Mendonça revoga centralização de Toffoli e devolve autonomia ao Coaf no caso Master

Ministro do STF André Mendonça - Foto: Nelson Jr./SCO/STF
Ministro do STF André Mendonça - Foto: Nelson Jr./SCO/STF

O ministro André Mendonça, do STF (Supremo Tribunal Federal), determinou nesta quinta-feira (26) que o Coaf (Conselho de Controle de Atividades Financeiras) retome o fluxo ordinário de produção e compartilhamento de relatórios de inteligência financeira no chamado caso Master. O despacho, que está sob sigilo, foi obtido pelo SBT News.

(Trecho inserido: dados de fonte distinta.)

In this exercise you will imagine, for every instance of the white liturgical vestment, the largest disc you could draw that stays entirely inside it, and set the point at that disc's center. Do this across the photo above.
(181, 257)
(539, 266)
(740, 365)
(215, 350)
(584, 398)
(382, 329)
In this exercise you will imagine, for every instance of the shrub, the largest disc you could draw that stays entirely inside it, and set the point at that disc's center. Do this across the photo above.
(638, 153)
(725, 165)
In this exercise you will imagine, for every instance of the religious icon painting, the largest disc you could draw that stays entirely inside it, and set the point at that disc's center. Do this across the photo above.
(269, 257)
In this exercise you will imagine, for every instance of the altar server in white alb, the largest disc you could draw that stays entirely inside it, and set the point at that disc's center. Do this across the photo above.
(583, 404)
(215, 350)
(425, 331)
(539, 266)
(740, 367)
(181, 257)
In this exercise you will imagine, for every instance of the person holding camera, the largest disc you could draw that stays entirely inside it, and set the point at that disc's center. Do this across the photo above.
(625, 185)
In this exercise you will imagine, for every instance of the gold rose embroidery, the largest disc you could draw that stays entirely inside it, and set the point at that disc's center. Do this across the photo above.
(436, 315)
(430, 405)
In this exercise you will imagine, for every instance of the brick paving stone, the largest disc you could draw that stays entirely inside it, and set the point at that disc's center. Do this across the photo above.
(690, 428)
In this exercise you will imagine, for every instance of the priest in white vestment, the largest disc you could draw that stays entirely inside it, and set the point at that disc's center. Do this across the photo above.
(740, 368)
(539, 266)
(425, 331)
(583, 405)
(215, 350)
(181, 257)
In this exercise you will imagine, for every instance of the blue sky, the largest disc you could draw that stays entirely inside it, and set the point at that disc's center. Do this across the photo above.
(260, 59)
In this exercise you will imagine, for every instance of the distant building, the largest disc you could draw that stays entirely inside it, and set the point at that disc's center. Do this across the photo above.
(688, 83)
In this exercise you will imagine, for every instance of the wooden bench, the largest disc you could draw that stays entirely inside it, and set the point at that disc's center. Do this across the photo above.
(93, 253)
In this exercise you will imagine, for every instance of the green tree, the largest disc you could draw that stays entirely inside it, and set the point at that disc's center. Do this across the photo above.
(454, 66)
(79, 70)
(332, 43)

A decisão altera entendimento anterior do ministro Dias Toffoli, que havia determinado que relatórios do Coaf com menções ao banco de Daniel Vorcaro passassem previamente por seu gabinete antes de eventual envio à PF (Polícia Federal). A medida também previa que pedidos da PF ao Coaf fossem submetidos ao crivo do relator, centralizando a tramitação no STF.

Com o novo despacho, Mendonça restabelece o rito legal ordinário, que independe de autorização prévia do Supremo para o compartilhamento de RIFs (Relatórios de Inteligência Financeira) no âmbito de investigações supervisionadas pela Corte.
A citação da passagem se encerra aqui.